Resonant fiber optic gyroscope based on sideband locking of dual-light sources

Backscatter noise is a key limiting factor in the performance of resonant fiber optic gyroscopes. To enhance the accuracy of resonant fiber optic gyroscopes, a gyroscope system based on sideband locking technology is proposed. In this scheme, two tunable semiconductor lasers independently provide the clockwise and counterclockwise optical paths. An optical phase-locked loop is employed to achieve independent subharmonic phase locking of the two output lights, with their optical frequency difference equaling one free spectral range (FSR). By applying sinusoidal modulation at different frequencies to generate sidebands, the sideband locking technique is used to lock the first-order sidebands of the two lights to adjacent resonant frequencies. Through the filtering effect of the fiber ring resonator, the carrier intensity of the transmitted light and other sidebands are effectively suppressed.

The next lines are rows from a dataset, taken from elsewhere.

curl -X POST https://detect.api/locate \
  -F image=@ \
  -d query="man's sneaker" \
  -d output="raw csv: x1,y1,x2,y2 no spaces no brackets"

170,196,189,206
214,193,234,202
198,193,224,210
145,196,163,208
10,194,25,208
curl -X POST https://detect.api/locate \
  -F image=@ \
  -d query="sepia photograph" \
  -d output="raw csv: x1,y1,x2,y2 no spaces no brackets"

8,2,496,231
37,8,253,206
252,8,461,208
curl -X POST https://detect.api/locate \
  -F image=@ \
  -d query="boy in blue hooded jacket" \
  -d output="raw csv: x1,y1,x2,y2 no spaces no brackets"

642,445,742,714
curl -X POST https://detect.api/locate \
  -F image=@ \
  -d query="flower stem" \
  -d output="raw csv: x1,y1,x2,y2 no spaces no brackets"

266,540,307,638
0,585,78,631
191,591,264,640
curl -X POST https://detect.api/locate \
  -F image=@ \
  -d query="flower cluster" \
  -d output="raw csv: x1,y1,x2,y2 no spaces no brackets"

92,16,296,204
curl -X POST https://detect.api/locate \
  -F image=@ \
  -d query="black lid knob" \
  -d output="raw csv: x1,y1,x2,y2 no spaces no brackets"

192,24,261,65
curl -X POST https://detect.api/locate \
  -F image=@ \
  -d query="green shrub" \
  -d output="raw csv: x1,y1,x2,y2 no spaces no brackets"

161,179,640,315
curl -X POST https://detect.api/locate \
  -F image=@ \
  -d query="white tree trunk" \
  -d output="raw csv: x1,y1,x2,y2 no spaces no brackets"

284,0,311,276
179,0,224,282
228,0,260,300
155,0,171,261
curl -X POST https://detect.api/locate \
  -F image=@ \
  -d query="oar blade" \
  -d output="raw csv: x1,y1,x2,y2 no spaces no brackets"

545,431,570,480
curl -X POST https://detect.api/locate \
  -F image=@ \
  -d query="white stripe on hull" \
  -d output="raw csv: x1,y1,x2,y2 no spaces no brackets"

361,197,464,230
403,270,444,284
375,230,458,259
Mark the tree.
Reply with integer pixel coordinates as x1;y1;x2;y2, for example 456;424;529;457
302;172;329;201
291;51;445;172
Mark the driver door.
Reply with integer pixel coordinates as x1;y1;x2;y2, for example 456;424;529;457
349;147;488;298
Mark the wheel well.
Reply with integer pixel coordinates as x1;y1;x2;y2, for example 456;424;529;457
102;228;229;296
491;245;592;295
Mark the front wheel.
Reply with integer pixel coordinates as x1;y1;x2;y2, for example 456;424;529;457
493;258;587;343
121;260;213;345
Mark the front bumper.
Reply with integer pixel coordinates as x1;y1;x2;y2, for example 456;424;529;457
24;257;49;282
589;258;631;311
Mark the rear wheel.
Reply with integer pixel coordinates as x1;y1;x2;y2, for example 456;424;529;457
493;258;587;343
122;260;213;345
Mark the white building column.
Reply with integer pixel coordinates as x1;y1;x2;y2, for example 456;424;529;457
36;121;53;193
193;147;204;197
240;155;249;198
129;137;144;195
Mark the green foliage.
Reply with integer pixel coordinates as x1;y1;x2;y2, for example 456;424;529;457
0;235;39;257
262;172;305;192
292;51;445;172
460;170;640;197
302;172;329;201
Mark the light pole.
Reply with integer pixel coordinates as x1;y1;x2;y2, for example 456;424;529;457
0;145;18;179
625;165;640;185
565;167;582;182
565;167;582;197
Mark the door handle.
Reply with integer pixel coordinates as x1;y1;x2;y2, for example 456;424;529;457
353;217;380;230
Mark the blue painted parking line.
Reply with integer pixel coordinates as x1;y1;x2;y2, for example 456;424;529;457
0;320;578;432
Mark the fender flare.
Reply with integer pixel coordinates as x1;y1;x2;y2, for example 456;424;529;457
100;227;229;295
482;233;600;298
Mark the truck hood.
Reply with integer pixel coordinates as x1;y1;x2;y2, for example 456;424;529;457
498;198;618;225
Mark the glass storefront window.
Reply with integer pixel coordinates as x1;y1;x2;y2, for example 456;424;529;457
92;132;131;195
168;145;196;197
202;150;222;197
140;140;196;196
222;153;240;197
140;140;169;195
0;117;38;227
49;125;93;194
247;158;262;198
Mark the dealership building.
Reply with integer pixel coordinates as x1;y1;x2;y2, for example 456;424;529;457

With this signal processing technique, the influence of two types of backscatter noise is completely eliminated, and the additional suppression of laser frequency noise is achieved. Experimental results show that, based on the Allan deviation, the bias instability of the gyroscope output is 1.42°/h. This method significantly improves the detection accuracy of the resonant fiber optic gyroscope under the same parameter precision or device performance requirements.